Some RM6 million or 25% of the IPO proceeds will be used to expand its business presence for both its wholesale and retail channels within the northern and central regions of Peninsular Malaysia, RM7.79 million or 32.5% will be used for working capital requirements, RM7 million or 29.2% to repay bank borrowings and RM3.2 million or 13.3% to defray listing expenses associated with the IPO.
SDS managing director Tan Kim Seng said the group is looking to increase its fleet of lorries for the northern region of Peninsular Malaysia and its Seremban manufacturing plant to support the distribution of its wholesale bakery products.
In addition, the group is also aiming to set up eight new food and beverage (F&B) outlets in the Klang Valley.

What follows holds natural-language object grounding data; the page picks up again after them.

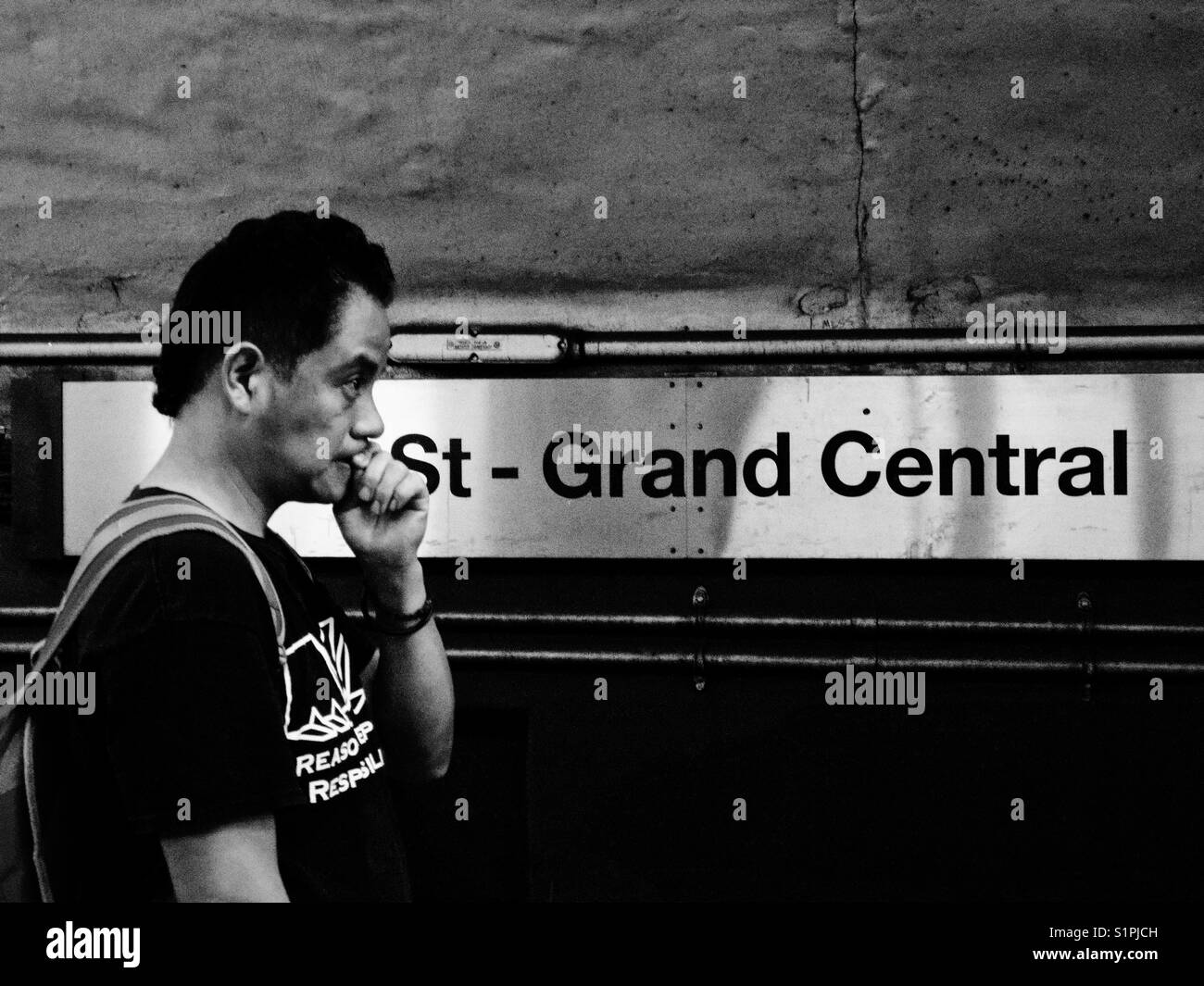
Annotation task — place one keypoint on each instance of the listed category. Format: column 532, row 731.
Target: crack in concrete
column 116, row 281
column 859, row 219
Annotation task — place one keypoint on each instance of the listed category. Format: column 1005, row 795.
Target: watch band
column 405, row 625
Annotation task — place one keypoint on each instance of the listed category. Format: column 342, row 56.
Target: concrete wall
column 1044, row 200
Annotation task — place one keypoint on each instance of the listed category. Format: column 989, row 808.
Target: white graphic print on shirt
column 323, row 705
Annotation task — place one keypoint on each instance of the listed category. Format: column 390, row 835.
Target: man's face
column 325, row 414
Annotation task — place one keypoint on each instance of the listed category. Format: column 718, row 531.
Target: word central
column 915, row 462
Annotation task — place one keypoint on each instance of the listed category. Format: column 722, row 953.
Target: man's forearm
column 413, row 694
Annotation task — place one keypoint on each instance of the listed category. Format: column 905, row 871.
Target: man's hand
column 383, row 513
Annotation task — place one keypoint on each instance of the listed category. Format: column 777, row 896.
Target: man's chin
column 329, row 485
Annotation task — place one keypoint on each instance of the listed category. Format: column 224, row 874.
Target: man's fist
column 383, row 511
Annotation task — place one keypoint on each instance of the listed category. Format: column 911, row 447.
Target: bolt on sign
column 1068, row 466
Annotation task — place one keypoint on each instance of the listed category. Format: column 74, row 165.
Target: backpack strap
column 129, row 526
column 132, row 525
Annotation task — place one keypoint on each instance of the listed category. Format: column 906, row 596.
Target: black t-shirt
column 197, row 724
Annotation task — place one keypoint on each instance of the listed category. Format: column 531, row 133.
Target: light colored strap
column 115, row 540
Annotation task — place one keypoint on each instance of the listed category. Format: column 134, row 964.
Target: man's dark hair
column 287, row 275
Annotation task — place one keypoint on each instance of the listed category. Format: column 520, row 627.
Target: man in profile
column 216, row 768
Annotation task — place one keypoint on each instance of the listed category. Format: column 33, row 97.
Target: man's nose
column 369, row 423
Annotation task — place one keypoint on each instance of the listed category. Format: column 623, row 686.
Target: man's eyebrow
column 359, row 361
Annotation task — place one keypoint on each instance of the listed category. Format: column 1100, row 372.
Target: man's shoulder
column 171, row 578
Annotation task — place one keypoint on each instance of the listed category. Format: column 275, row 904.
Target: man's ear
column 245, row 376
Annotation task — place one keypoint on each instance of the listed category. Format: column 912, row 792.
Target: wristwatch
column 405, row 625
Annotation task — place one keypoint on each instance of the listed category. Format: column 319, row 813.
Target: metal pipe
column 802, row 345
column 805, row 349
column 660, row 621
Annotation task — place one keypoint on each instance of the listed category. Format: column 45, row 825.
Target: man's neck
column 194, row 465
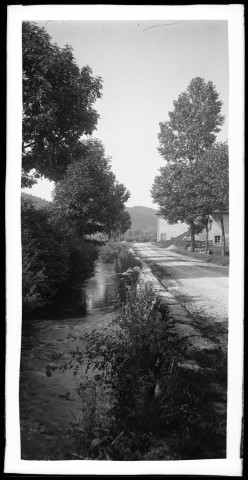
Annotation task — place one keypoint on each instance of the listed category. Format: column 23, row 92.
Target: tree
column 89, row 198
column 193, row 124
column 44, row 257
column 215, row 181
column 57, row 105
column 178, row 196
column 117, row 220
column 191, row 131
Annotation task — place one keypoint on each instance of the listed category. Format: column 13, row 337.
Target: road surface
column 201, row 287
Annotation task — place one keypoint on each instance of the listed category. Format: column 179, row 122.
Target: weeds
column 138, row 402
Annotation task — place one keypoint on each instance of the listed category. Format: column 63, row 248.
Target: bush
column 109, row 253
column 53, row 258
column 44, row 257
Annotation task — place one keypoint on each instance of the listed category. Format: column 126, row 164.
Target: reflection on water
column 50, row 408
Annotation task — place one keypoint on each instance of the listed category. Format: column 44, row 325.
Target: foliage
column 57, row 105
column 178, row 192
column 38, row 202
column 193, row 123
column 89, row 198
column 214, row 176
column 122, row 223
column 109, row 252
column 155, row 409
column 127, row 260
column 51, row 259
column 44, row 256
column 183, row 188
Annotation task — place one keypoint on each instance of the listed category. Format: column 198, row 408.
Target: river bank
column 137, row 383
column 50, row 406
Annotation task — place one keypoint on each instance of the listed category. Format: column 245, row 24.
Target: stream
column 50, row 408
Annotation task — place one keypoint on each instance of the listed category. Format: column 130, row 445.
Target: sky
column 145, row 65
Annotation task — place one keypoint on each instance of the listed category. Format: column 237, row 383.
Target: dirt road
column 201, row 287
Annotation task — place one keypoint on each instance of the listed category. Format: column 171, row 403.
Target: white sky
column 143, row 71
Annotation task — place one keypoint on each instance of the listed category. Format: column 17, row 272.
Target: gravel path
column 201, row 287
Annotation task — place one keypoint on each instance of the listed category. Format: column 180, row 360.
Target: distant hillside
column 143, row 218
column 39, row 202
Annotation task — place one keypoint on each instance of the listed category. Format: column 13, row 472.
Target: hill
column 38, row 201
column 143, row 218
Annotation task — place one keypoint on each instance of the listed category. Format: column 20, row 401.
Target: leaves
column 193, row 123
column 89, row 197
column 57, row 105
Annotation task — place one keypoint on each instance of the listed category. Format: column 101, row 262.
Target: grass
column 140, row 400
column 216, row 258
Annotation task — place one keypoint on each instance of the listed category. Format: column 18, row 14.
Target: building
column 214, row 230
column 165, row 231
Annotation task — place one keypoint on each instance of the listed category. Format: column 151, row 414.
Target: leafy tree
column 193, row 123
column 44, row 257
column 57, row 105
column 214, row 182
column 177, row 194
column 117, row 220
column 184, row 140
column 89, row 198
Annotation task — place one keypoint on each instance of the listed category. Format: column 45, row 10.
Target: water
column 50, row 408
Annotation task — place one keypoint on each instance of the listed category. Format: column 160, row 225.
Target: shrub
column 109, row 253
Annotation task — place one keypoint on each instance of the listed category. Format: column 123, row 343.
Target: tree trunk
column 192, row 232
column 223, row 240
column 206, row 249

It currently has 33 F&B outlets — inclusive of five outlets under a licensing agreement — in Johor.
"Our business strategy is to increase our fleet of lorries to expand to the central and northern regions of Peninsular Malaysia. [This] as well as the increase in the number of F&B outlets are expected to provide business growth in terms of revenue increase and earnings," said Kim Seng.
Under the IPO, 104.29 million shares will be issued at 23 sen a share. 20.29 million shares will be made available to the public, 23.13 million shares will be distributed among eligible directors, employees and persons who have contributed to the group's success and 60.87 share are earmarked private placement to third party investors.
Upon listing, the group will have an enlarged share capital of 405.82 million shares, with a tentative market capitalisation of RM93.34 million.
At a press conference after the prospectus launch, M&A Securities Sdn Bhd head of corporate finance Gary Ting said the timing of the group's listing is part of its growth plans.
"The plan to list is really moving along its plan to grow," said Ting.
M&A Securities is the adviser, sponsor, underwriter and placement agent for the IPO exercise.
Kim Seng's son and SDS executive director Tan Kee Jin said of the IPO proceeds earmarked for the group's expansion, RM2 million is for the expansion of its fleet of lorries for its wholesale operations in Penang and Kedah.
According to its prospectus, the third generation family-run company wants to increase the number of one-tonne lorries it maintains to 34 units, from 18 units, while at the same time increase the number of 16-tonne lorries it has for its Seremban plant to eight units, from the current six.
Kee Jin said that in total, the group's fleet comprises some 250 lorries.
Meanwhile RM4 million is earmarked for its retail expansion into the Klang Valley, with the group opening three F&B outlets within the first year from listing and the remaining five in the second year from listing.
"We are in discussions with various parties over where to open the F&B outlets in the Klang Valley. We are still seeing what kinds of outlets they will be as currently, we have bakeries, bakery-cafes and cafes," said Kee Jin.
He added that currently the group has no plans to penetrate foreign markets and it would be focusing on its expansion in the domestic market beyond Johor.
Kee Jin said the group's newly acquired factory in Seremban still has room for production line expansion, but added that the IPO proceeds would not be used to fund a possible expansion of the plant.
SDS acquired the factory in 2016 and finished commissioning the facility in November 2017.
When asked if the group would cross the causeway and set up an F&B outlet in Singapore, Kee Jin said that for the moment the group does not have plans to do so and that it has been exporting its products to Singaporean hypermarkets and supermarkets since 1999.
Furthermore, the group is looking to set up two new depots in Bukit Mertajam, Penang, and Sungai Petani, Kedah, while also targeting to collaborate with food delivery service providers to provide door-step delivery for its products.